City leaders vow to make progress on climate change

1 Dec 16

Mayors from across the Americas, Asia and beyond have pledged to lead the charge on climate change, and said they won’t let US president-elect Donald Trump get in their way.

 

 

Trump’s threats to derail climate change initiatives at the national level has cast a shadow over hopes to curb greenhouse gases in one of the world’s biggest emitters.

But leaders from cities from Vancouver in Canada to Surabaya in Indonesia are gearing up to take the lead as they take up their seats on a newly created board to spearhead climate change initiatives at the city level for 7,100 participating cities.

“We do our best with national governments regardless of their stripes,” Vancouver mayor Gregor Robertson told Reuters during a meeting of environmentally conscious mayors, which kicked off yesterday in Mexico City.

While he said the election of Trump has knocked the mayors’ confidence, countries like Canada have had “difficult” national governments in the past and have learned to work around them, including by turning to a “much more effective partner” – the private sector.

Robertson was one of nine mayors who will join the mayoral board of the Global Covenant of Mayors for Climate and Energy, chaired by United Nations secretary-general’s special envoy for cities and climate change and former New York mayor, Michael Bloomberg, and vice president of the European Commission Maroŝ Ŝefčovič.

Former executive secretary of the UN Framework Convention on Climate Change (UNFCCC), Christina Figueres, will also serve as vice chair, while Patricia Espinosa, the UNFCCC’s current secretary, will join as an observer and advisor.

They will be joined by mayors from Atlanta, Cape Town, Paris, Seoul, Quito, Rajkot in India and Chefchaouen in Mexico.

The board will work to guide and support a global coalition of cities driving stronger climate action and trying to demonstrate the force of their impact on a global stage.

The world’s cities already account for more than 70% of global energy-related greenhouse gas emissions – a figure that is set to rise still as populations across the developing world rapidly urbanise.

The C40 network of mayors, which is hosting the conference in Mexico, and the Compact of Mayors acknowledge the fact that cities are therefore the epicentre of climate change, but are also best placed to drive solutions.

Bloomberg, who chairs the group, noted that that the leadership of cities is therefore “more important than ever” in the fight against climate change.

“This group’s diverse experience from cities on every continent will help support local action and speed global progress,” he said.
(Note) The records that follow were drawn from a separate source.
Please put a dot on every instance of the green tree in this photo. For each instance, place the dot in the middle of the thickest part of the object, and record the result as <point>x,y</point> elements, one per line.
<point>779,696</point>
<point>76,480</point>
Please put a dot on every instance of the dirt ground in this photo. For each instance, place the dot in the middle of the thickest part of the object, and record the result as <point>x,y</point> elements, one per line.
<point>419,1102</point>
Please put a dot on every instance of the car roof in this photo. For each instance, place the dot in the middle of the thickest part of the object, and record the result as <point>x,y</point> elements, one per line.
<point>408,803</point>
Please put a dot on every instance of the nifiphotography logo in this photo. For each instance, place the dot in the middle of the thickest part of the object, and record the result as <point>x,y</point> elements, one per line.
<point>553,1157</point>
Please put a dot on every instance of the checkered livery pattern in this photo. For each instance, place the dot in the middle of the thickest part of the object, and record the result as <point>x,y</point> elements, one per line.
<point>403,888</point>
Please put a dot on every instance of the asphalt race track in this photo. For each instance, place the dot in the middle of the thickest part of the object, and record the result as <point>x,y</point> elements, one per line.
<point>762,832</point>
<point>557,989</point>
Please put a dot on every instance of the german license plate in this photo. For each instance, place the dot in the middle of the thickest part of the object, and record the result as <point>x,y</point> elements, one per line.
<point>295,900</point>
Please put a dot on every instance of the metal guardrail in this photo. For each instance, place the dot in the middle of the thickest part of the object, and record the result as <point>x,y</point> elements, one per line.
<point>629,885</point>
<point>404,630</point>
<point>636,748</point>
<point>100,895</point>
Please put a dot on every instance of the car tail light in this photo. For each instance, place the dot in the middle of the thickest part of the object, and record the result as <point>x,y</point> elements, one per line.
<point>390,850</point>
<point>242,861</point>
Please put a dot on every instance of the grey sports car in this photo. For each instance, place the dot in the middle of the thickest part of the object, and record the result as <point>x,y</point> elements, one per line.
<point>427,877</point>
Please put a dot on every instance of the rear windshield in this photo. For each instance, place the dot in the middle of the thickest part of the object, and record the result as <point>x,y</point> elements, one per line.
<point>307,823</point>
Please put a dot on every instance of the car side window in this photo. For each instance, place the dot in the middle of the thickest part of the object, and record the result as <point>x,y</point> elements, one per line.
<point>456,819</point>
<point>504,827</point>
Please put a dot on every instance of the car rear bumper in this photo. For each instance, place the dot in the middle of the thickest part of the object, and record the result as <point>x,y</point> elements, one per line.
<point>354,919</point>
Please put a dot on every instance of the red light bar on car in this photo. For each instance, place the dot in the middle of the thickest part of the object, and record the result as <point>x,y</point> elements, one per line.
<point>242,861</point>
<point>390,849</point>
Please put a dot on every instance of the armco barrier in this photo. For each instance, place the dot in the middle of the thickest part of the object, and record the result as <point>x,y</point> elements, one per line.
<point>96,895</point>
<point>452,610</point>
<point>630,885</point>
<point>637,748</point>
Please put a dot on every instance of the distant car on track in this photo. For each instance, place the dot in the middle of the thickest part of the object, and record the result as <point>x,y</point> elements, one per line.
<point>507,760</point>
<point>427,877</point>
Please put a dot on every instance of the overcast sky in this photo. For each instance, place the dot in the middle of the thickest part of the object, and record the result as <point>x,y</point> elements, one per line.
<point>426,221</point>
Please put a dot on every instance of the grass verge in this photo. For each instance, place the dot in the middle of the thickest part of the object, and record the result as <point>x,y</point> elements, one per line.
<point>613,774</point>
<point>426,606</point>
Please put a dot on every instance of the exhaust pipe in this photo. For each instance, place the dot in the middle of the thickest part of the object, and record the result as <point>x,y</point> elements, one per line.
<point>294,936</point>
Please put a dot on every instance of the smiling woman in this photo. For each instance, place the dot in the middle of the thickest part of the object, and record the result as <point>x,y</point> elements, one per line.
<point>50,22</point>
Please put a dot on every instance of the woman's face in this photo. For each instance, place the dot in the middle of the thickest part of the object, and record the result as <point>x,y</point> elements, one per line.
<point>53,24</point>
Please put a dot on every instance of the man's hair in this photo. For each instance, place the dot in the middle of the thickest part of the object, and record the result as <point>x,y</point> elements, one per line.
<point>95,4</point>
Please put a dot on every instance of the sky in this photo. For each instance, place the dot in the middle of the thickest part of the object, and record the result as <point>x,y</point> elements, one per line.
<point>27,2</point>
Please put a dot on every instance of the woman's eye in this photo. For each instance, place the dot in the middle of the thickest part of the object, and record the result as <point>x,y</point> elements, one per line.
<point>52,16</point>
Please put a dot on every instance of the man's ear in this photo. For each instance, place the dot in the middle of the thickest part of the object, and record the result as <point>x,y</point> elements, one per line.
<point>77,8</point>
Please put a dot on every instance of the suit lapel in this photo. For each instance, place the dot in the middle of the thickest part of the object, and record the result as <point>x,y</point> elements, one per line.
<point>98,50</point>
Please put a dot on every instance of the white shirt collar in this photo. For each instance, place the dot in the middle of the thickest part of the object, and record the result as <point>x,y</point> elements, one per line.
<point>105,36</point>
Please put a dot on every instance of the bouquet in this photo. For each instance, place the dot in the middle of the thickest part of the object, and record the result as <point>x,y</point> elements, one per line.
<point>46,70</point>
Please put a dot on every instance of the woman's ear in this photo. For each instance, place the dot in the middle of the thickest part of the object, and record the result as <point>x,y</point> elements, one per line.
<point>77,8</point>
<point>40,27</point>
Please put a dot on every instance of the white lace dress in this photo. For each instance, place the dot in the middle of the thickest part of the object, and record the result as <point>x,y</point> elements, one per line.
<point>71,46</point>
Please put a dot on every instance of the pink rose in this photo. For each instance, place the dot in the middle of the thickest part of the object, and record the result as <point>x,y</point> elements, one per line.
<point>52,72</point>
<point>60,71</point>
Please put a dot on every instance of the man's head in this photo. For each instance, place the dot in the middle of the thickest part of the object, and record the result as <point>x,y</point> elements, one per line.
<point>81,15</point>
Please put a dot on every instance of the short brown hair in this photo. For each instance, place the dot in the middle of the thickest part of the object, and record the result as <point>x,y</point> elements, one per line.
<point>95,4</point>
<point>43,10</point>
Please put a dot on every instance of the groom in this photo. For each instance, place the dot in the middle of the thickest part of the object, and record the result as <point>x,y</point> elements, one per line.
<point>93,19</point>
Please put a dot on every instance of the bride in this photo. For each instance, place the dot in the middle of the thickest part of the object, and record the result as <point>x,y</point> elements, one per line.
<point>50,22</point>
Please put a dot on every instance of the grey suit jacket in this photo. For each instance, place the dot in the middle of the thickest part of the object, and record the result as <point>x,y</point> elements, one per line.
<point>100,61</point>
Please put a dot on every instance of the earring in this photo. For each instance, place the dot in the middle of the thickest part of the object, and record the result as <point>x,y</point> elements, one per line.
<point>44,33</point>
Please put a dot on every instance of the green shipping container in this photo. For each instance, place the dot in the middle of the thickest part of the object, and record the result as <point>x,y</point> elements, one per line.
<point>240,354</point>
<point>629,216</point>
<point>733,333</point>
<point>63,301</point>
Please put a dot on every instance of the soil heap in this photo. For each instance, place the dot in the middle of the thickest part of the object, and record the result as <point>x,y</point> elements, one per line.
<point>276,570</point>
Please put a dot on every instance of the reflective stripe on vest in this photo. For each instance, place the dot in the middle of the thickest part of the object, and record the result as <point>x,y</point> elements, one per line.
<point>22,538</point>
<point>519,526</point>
Figueres, former head of the UNFCCC which monitors the commitments countries made under the landmark climate change deal signed by almost 200 nations in Paris last December, agreed implementing the agreement “couldn’t happen” without city leadership.

But the push from local leaders comes just as the next president of one of the world’s largest emitters gears up to potentially roll back US achievements on mitigating climate change.

Trump, who has previously said climate change is a hoax concocted by China, is keeping an “open mind” about whether to pull the US out of the deal, which would be a tremendous blow to global progress on fighting climate change.

But the mayors are defiant. Clover Moore, Sydney lord mayor, told Reuters: “Notwithstanding a Trump-type government, you can get on and do an incredible amount.

“Denial doesn’t stop climate change accelerating to it’s even more important for cities to do their bit.”